The US university environment in those days – just like now, had a great atmosphere for scholarship and offered excellent opportunity to get knowledge in various areas at one location. Thus I started attending seminars in different departments to learn about various subjects. These seminars on various topics like quantum physics, UFOs, out of body experiences, theory of chaos, etc. given by outstanding authorities, further added to the knowledge. So the biggest lesson for students going to US or European countries is to have tremendous curiosity because it fuels learning. Since most students nowadays fund their own studies abroad, their focus should be on maximizing the learning process.
The second biggest lesson I learnt was that one should absorb as much as possible the experience of American way of life and explore America.
Picture for representation only. Source: Flickr
Too often I have seen that Indian students going to US universities stay in Indian ghettos; many university town have a “Mahatma Gandhi Road” where most of the Indians stay. They only mix with other Indians, eat only Indian food and have very little to do with Americans. This way they rob themselves of gaining rich experience of living in a foreign country. Thus the work ethics in America; how they keep their cities and small towns clean; why there is so little noise pollution, etc. are some of the things among others that need to be learned from them and that can only happen when Indians mingle with them.
When my wife and I were students we mostly mingled with Americans and had many more American friends than Indians. This made us much more aware about American society.

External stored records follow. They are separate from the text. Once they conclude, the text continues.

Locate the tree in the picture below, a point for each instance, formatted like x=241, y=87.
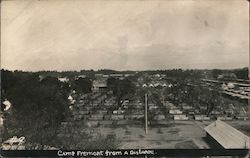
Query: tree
x=37, y=107
x=82, y=85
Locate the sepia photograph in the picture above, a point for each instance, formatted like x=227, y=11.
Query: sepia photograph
x=127, y=78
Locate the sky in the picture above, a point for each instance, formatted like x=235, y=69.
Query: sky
x=124, y=35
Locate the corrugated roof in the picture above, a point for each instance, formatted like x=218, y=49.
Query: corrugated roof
x=227, y=136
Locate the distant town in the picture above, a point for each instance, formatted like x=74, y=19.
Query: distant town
x=125, y=109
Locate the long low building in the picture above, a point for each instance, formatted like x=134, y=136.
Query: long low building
x=227, y=136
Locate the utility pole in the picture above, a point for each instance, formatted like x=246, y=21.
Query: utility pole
x=146, y=113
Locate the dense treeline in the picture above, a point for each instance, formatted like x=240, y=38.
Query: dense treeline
x=121, y=88
x=38, y=106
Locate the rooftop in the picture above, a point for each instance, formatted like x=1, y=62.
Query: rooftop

Most of the Indians who go to US opt to stay there permanently and rarely return to India. Hence it is all the more reason to be a part of the US society. They will then be welcomed by the locals and not feel alienated. I feel one can become a better Indian by knowing much more about the American people and society. Americans by and large are friendly people and it is very easy to mix with them. They easily accept Indians as friends. Nevertheless the process of assimilation is already taking place with more and more first and second generation Indians getting into positions of power in industry, academia and in state and federal government.
However this process needs to be accelerated.
Image for representation purposes only. Source:By The White House from Washington, DC. Official White House Photo by Pete Souza (P110710PS-0923) [Public domain], via Wikimedia Commons
And the last thing that I would like to suggest to Indian students going to US is to explore America by going to its national parks. American landscape is incredibly beautiful and by visiting these areas of natural beauty one gets a better appreciation of the country, its greenery and how they have maintained these parks so nicely.
During our student days we visited many such parks like Grand Canyon, Yosemite National Park, Carlsbad caves, etc. Even today when we go to US we mostly visit the places of natural beauty rather than the cities.
Most Indians however have the tendency of visiting only cities and do shopping. America is quite a homogeneous society with most of the cities having similar landscape; with similar shopping malls and places to eat. So if you have visited one city then it is as good as visiting most other cities.
The real beauty of America lies in its varied natural landscape – from Alaska to Florida and from California to New York and eastern United States, and that should be explored.
We thoroughly enjoyed our education and stay in US in the 1970s and would recommend that students should go to the US to learn and widen their horizon but should come back to India and apply here the lessons they learned.